I’m back in DC after a brief trip north to Massachusetts, and in the spirit of being back in town, I decided to document my week in five bullet points, since apparently that method is now the best way to gauge worker productivity.
I learned how to rock a mezzotint plate and how to scrape and burnish an image. Mezzotint has always been among my favorite print methods because it allows for lush blacks and soft modulations in tone, giving a painterly effect. For a few years, I’ve been looking for a workshop, so jumped at the chance to participate in one with Carol Wax, an incredible mezzotint artist who wrote the best overview of the medium. Over a weekend, we turned a 3x4 inch copper plate into a mezzotint and got to look at Carol’s fabulous reference images, showing different materials and techniques as well as ways of combining alternative printmaking methods. Many pastellists also made mezzotints, and pastel can even be applied to mezzotint plates—and was in the eighteenth century—so it is helpful to finally have hands-on experience with the process.
As non-academic reading, I finished Black Pill: How I Witnessed the Darkest Corners of the Internet Come to Life, Poison Society, and Capture American Politics by Elle Reeve. I started reading it because my life consists of thinking about the American Revolution for my dissertation, which means approximately 90% of my waking hours. Sometimes I start to deeply empathize with the loyalists and how scary things must have been for them while walking to the metro, or begin crying in the grocery line as I think about how politically involved everyday people were as they formed a resistance. Anyway, Black Pill was a bad choice to make me feel better about any of those concerns, but it does explain how imageboard culture brought us to the current political situation. Fascinating, if deeply depressing.
In addition to learning how to mezzotint, I started playing Two Point Museum last weekend. The premise is that you’re running a bunch of different museums across a single county, each with a specific theme requiring specialist experts who go on expeditions to acquire new exhibits.
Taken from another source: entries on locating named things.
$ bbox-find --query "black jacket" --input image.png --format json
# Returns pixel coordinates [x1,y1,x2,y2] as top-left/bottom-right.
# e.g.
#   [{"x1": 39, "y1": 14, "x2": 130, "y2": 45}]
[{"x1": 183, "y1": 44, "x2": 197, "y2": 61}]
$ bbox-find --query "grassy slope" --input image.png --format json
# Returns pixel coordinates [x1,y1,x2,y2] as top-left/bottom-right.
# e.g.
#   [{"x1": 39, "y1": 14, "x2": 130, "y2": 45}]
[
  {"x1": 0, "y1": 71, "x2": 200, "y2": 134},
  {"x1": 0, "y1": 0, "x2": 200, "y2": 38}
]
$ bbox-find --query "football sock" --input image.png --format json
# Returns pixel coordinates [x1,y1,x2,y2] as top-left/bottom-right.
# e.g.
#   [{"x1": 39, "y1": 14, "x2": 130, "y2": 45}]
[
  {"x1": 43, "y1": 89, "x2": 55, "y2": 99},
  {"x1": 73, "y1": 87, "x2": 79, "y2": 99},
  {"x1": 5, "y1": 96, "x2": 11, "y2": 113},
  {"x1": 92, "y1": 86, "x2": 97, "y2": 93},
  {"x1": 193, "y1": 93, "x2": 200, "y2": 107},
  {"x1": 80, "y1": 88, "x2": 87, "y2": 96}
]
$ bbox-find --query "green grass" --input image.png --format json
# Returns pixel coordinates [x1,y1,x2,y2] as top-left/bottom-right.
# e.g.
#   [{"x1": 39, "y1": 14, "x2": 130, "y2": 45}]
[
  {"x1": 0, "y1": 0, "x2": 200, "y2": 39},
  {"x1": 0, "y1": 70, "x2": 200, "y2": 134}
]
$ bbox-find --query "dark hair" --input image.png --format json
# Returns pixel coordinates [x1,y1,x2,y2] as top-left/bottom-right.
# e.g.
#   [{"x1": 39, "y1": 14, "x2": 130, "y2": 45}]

Themes range from prehistory and aquariums to botany and science to the supernatural and outer space; I do wish there were an art museum, but it’s fun even without one. The game feels similar to Roller Coaster Tycoon without as many customizable facets. I have quite the collection of poltergeists going in my supernatural museum, so until they all feel less lonely, this game will probably be one of my distractions.
I began to (vaguely!) conceptualize a second project and found some very preliminary related material, which gives an exciting reason (new research!) to finish writing the current project. It has to do with questions of time and belief during the so-called age of reason.
After talking about it for weeks, I decided to launch this newsletter. I’m tired of my only writing practice being dissertation related, and need writing to feel playful again, or at least lower pressure…so here we are! The goal is to write in this space regularly, but the exact shape of that remains to be seen. More on that soon.